DAVA:İtirazın İptali
DAVA TARİHİ:09/02/2018
KARAR TARİHİ:25/10/2023

Mahkememizde görülmekte olan İtirazın İptali davasının yapılan açık yargılaması sonunda,
Davacı vekili dava dilekçesinde özetle Müvekkilinin yapı/ev dekor ve yapı malzemesi üretimi ve satımı ticaretinde bulunduğunu, davalı/borçluya mal alımı/satımı yapmış; malları davalıya teslim ettiğini, davalının tüm uyarılara rağmen ödeme yapmadığından müvekkilinin ….İcra Müdürlüğü’nün … E, dosyada icra takibi başlattığını, davalı borçlu … tarafından yetkiye,borca,faize ve tüm fer’ilerine haksız, mesnetsiz ve kötü niyetli olarak itiraz ederek icra takibinin durmasına neden olunduğunu, Taraflar arasındaki 26.08.2016 tarihli yetkili servis sözleşmesinin 50. Maddesine göre, doğabilecek ihtilafların çözümünde İSTANBUL icra daireleri ve mahkemelerinin yetkili olduğunun kabul edildiğini, HMK 17. maddesine göre, tarafların sözleşme ile yetkiyi belirleyebileceklerini, bu duruma uygun Yargıtay 15. HD, E.2015/1176 K.2015/2619, 20.05.2015 tarih ve Yargıtay 15. HD. E.2016/1591 K. 2016/2985 25.05.2016 tarihli kararlarının olduğunu, Dava konusu borcun götürülecek kabul edilen para borcu olduğundan icra takibi ve dava tarihi itibarı ile müvekkilinin Beşiktaş ilçesi sınırlarında kalan adresi icra daireleri ve Mahkemesinin yetkili olduğu, davalının yetki itirazı yerinde olmadığını, Müvekkiline ait ticari defter ve kayıtların incelenmesi durumunda görüleceği üzere müvekkil alacak iddiasında haklı olduğunu, davalının itirazının haksız, mesnetsiz, kötü niyetli olup tamamen zaman kazanmak amacıyla yapıldığını, Beyan ve iddia etmiş ve; Yukarıda açıklanan ve re’sen göz önüne alınacak nedenlerle; Borçlunun öncelikle yetkiye, sonra da borca,faize ve fer’ilerine karşı yaptığı itirazlarının ve diğer itirazlarının iptali ve takibin devamına; İtirazın kötü niyetli olması ve takibin durmuş olması nedeniyle % 20 den aşağı olmamak üzere icra inkar tazminatına hükmolunmasına, Alacaklarına ticari avans faizi işletilmesine, yargılama giderleri ile ücreti vekâletin davalı tarafa tahmiline karar verilmesi talep etmiştir.

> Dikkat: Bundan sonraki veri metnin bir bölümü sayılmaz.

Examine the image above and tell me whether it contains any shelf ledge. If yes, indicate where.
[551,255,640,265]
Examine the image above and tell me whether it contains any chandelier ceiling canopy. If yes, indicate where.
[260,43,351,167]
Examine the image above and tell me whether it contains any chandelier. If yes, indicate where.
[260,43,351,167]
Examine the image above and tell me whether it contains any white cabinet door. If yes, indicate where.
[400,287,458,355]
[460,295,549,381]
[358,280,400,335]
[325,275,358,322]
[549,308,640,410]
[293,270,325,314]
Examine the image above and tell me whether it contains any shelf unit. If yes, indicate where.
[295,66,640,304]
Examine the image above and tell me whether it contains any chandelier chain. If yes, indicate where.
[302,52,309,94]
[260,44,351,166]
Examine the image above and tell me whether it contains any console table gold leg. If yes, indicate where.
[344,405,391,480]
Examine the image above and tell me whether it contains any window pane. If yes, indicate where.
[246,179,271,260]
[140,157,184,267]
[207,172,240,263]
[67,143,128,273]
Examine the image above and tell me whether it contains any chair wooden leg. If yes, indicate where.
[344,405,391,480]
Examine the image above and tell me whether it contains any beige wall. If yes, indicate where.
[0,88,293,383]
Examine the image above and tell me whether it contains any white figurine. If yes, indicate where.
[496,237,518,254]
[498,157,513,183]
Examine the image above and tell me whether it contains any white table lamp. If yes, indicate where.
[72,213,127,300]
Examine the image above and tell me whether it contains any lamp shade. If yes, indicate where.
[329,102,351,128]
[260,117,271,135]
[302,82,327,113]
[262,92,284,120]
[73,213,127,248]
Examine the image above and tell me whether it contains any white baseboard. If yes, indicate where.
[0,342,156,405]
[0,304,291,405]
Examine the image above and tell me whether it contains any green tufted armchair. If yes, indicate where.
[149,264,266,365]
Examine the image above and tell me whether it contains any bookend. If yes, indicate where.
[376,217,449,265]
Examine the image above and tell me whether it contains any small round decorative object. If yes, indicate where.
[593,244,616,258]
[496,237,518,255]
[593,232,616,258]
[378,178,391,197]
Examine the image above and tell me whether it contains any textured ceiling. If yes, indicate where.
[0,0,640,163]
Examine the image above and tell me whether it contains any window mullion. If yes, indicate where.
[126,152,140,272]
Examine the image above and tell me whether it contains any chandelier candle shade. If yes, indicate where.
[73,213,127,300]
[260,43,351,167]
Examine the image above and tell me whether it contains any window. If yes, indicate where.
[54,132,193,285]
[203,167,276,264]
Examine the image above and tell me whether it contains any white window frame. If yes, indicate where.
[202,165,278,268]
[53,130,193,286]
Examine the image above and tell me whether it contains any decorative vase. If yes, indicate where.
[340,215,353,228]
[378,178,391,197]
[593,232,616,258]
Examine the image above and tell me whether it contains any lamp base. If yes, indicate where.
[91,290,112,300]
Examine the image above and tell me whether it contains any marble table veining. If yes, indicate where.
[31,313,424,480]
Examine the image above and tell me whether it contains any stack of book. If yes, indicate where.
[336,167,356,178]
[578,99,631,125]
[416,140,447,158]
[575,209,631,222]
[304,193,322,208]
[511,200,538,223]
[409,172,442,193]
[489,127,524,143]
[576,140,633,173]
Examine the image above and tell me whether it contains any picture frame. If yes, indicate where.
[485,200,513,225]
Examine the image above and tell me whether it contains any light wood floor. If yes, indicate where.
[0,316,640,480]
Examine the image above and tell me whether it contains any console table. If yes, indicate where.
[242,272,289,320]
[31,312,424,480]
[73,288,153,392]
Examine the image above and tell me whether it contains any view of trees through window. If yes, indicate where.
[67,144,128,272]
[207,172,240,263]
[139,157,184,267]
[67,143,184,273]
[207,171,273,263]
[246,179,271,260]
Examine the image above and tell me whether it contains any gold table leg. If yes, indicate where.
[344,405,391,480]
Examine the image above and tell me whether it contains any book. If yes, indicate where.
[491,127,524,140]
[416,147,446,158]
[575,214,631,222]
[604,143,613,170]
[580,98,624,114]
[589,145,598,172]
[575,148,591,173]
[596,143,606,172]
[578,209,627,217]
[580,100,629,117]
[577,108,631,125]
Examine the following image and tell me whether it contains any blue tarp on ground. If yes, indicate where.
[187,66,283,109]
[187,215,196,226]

Davalı cevap dilekçesinde özetle; Davacının kendisini borçlu göstererek …. icra Müdürlüğü … E. dosyası ile takip başlattığını, ancak bu şirket ile arasında herhangi bir hukuki ya da ticari ilişki olmadığını, bu sebeple bir borcu olmadığını, takibe bu sebeple itiraz ettiğini, İkametgahının … olması sebebi ile de yetki yönünden itiraz ettiğini, başlatılan icra takibinin yetkisiz İcra Dairesinde ve davanın da yetkisiz Mahkemede açıldığını, İcra takibinde başlatılan icra takibinde yetkiye, borca, faize ve tüm fer’ilere itiraz ettiği haliyle talep edilen icra inkar tazminatının haksız ve dayanaksız olduğunu, Beyan ve iddia etmiş ve; Yukarıda izah edilen ve re’sen nazara alınacak diğer tüm sebeplerle; Davanın ve icra inkar tazminatı talebinin reddine, Vekalet ücreti ve dava masraflarının davacı üzerinde bırakılmasına karar verilmesini talep etmiştir.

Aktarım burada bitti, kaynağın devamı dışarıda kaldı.